Instituto Tecnológico de Santo Domingo

Democracia dominicana: madura en edad e inmadura en calidad

Rosario Espinal, profesora Emérito de la Temple University de Philadelphia, Anselmo Muñiz, del Instituto de Investigación Social para el Desarrollo y Rafael Toribio, coordinador del Diálogo INTEC para la Acción, abordaron la democracia dominicana.

Democracia dominicana: madura en edad e inmadura en calidad

SANTO DOMINGO. -La democracia de República Dominicana, pese a ser madura en edad, es inmadura en calidad, según los datos recogidos en el Informe sobre Calidad Democrática en la República Dominicana, en que se evaluaron 40 años (1978-2018), así lo considera la politóloga Rosario Espinal, quien resaltó que de los 108 indicadores del informe, el 48% son deficitarios, el 32% aceptable y solo un 20% satisfactorio.

“Los problemas de la democracia dominicana en su 40 aniversario son: sistema partidario poco competitivo y democrático, con decisiones centradas en las cúpulas, y un sistema electoral mejorado en su normativa y tecnología, pero con recurrentes episodios que generan desconfianza”, entendió Espinal.

Al debatir las debilidades y causas de la democracia, durante el Diálogo INTEC para la Acción (DIA), la politóloga dijo que mientras la economía ha crecido y el Estado se ha mostrado capaz de seguir aumentando el Presupuesto vía endeudamiento, el sistema político dominicano ha logrado relativa estabilidad a pesar del fraccionamiento partidario.

Sin embargo, Espinal resalta que existe una disminución en la confianza ciudadana en las principales instituciones públicas que sustentan la democracia. “La República Dominicana, en ese informe, se quema en pesos y contrapesos de poderes públicos, en transparencia y en eficacia del Poder Judicial; en  el acceso a los servicios de calidad, salud y educación; en igualdad de género y en inclusión de la comunidad LGBT”, aseguró la politóloga.

Pondera que se avanzó un poco en inclusión social de los inmigrantes con el Plan de Regularización, pero quedan retos para la incorporación de la legalización de esa población. “Todos los caminos hacia la democratización presentan grandes desafíos, porque la democracia es un proceso de romper retrancas a la adquisición de derechos y a una mayor soberanía posible”, dijo Rosario.

De su lado, Anselmo Muñiz, del Instituto de Investigación Social para el Desarrollo (ISD), planteó que la metodología utilizada en la elaboración del Informe se dividió en seis dimensiones: derecho político y sistema electoral, derechos fundamentales, estado de derecho, calidad de gestión pública, calidad de vida y equidad social y cultura política. Las dimensiones se subdividían en 23 componentes y 108  indicadores.

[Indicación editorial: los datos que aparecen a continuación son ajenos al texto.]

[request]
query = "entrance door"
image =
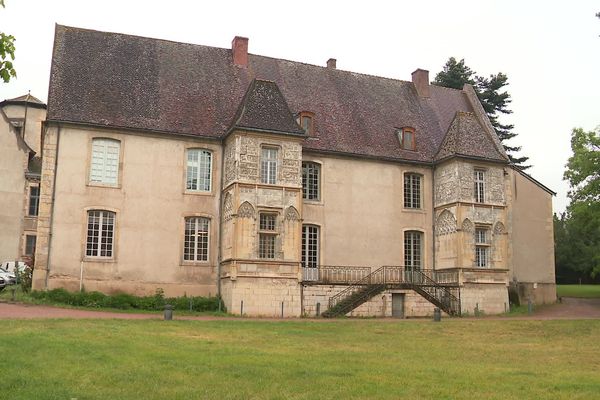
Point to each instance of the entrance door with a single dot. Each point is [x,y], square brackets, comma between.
[398,305]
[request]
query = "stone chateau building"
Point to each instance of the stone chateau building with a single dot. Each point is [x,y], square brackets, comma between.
[287,188]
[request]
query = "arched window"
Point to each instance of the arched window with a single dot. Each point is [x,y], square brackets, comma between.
[412,190]
[199,170]
[311,180]
[413,249]
[104,168]
[310,246]
[100,234]
[196,241]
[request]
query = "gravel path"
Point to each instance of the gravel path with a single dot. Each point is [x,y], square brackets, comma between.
[569,308]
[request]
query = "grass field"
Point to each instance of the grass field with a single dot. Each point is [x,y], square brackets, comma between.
[589,291]
[344,359]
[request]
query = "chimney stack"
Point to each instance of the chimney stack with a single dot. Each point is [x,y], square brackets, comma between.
[421,82]
[239,50]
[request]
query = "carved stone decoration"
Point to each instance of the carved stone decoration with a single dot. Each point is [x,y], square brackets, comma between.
[499,228]
[246,210]
[227,207]
[446,223]
[291,214]
[468,226]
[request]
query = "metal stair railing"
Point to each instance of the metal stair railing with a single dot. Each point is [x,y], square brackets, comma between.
[390,277]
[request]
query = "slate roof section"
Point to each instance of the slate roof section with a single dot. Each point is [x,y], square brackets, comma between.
[263,108]
[158,85]
[466,137]
[28,99]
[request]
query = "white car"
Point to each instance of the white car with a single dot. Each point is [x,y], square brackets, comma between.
[8,277]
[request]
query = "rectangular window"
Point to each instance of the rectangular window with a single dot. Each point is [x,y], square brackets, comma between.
[268,165]
[195,247]
[479,179]
[310,246]
[412,249]
[198,172]
[34,200]
[30,245]
[412,191]
[100,234]
[311,173]
[105,161]
[266,235]
[482,247]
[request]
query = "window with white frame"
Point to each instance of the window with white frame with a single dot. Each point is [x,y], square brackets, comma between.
[413,245]
[479,187]
[196,240]
[100,234]
[310,246]
[34,201]
[199,170]
[267,234]
[30,245]
[412,190]
[268,165]
[311,176]
[104,166]
[482,247]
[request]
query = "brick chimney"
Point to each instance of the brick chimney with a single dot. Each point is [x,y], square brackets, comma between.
[239,50]
[421,82]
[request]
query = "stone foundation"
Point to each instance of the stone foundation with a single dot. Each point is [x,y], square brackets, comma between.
[487,298]
[262,296]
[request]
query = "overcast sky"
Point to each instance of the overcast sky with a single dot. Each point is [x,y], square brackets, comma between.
[550,50]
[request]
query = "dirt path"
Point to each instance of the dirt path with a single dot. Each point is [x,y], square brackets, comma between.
[569,308]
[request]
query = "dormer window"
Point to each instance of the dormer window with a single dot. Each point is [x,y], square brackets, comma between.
[306,121]
[406,136]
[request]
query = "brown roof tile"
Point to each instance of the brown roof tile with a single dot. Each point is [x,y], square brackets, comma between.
[128,81]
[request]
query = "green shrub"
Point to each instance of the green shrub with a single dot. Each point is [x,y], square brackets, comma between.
[124,301]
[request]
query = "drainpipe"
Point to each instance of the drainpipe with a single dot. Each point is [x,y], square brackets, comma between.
[52,206]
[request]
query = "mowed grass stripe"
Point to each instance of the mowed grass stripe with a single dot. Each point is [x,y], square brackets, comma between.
[239,359]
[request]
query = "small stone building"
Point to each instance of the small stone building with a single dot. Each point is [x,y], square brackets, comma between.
[286,188]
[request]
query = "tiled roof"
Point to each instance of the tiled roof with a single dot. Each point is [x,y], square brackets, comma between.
[264,108]
[159,85]
[466,137]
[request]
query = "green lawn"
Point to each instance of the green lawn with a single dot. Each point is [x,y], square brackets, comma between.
[578,291]
[343,359]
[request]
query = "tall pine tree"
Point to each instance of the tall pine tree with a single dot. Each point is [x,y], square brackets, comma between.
[494,101]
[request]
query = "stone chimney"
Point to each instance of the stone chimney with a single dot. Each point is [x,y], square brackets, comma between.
[239,50]
[421,82]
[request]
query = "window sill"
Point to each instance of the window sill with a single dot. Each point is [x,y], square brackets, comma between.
[99,260]
[198,193]
[103,185]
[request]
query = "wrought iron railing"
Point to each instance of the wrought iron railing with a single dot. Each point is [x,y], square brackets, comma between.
[334,274]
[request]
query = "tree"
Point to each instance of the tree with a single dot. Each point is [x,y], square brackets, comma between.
[489,91]
[579,249]
[7,50]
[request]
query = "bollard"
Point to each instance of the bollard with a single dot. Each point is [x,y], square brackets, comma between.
[168,312]
[437,315]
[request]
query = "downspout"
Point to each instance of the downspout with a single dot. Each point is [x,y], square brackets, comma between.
[220,213]
[52,206]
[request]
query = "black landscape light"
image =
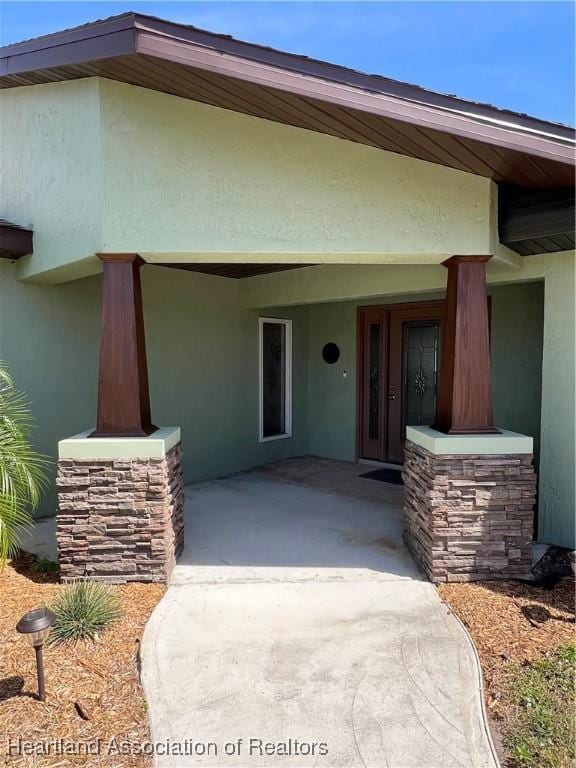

En cuanto a derechos políticos y sistema electoral, el país se encuentra entre los peor valorados de la región, y en derechos fundamentales, tiene un desempeño intermedio en el respeto a las libertades civiles, pero se ha venido deteriorando desde el 2003.

“El estado de derecho es una de las dimensiones con peores resultados, por la discrecionalidad exacerbada del Poder Ejecutivo por la ausencia de frenos y contrapesos por parte de las demás ramas del Estado, y de igual forma hay malos resultados en calidad de vida”.

Mientras, la calidad de la gestión de gobierno es una de las dimensiones en que mejor posicionado está el país, reflejando avances en la profesionalización de los servidores públicos. El país mejora en la participación ciudadana, sin embargo, cae la confianza en las instituciones públicas en general.

El pasado rector del INTEC, Rafael Toribio, dijo que el informe no se debe ver como un simple diagnóstico, sino como un punto de partida para que conociendo fortalezas y las debilidades se puedan tomar medidas para consolidar las fortalezas y superar las debilidades.

“Hay cuestionamientos y rechazo a la democracia que tenemos, no a la democracia y esto es positivo porque impulsará a buscar mejorar su calidad”, entendió Toribio, quien propuso asumir evitar retrocesos en las fortalezas así como priorizar las debilidades para contribuir a la eficiencia.

Toribio planteó la conveniencia de darle seguimiento al estado de la calidad de la democracia, mediante la creación de un Observatorio sobre la Calidad de la Democracia, basado en una gestión colectiva, asignando componentes a organizaciones de la sociedad civil cuyo trabajo está relacionado directamente con alguno de los componentes del Informe. Funcionará con una Unidad de coordinación operativa en INTEC y un Consejo Asesor formado por las instituciones que han asumido algún componente. Se contará con el apoyo técnico del equipo de investigadores que elaboraron el Informe

En principios, se contemplan la realización de estas actividades con un seguimiento (cuatro al año), un informe anual preliminar y un informe bianual del Estado de la Calidad de la Democracia.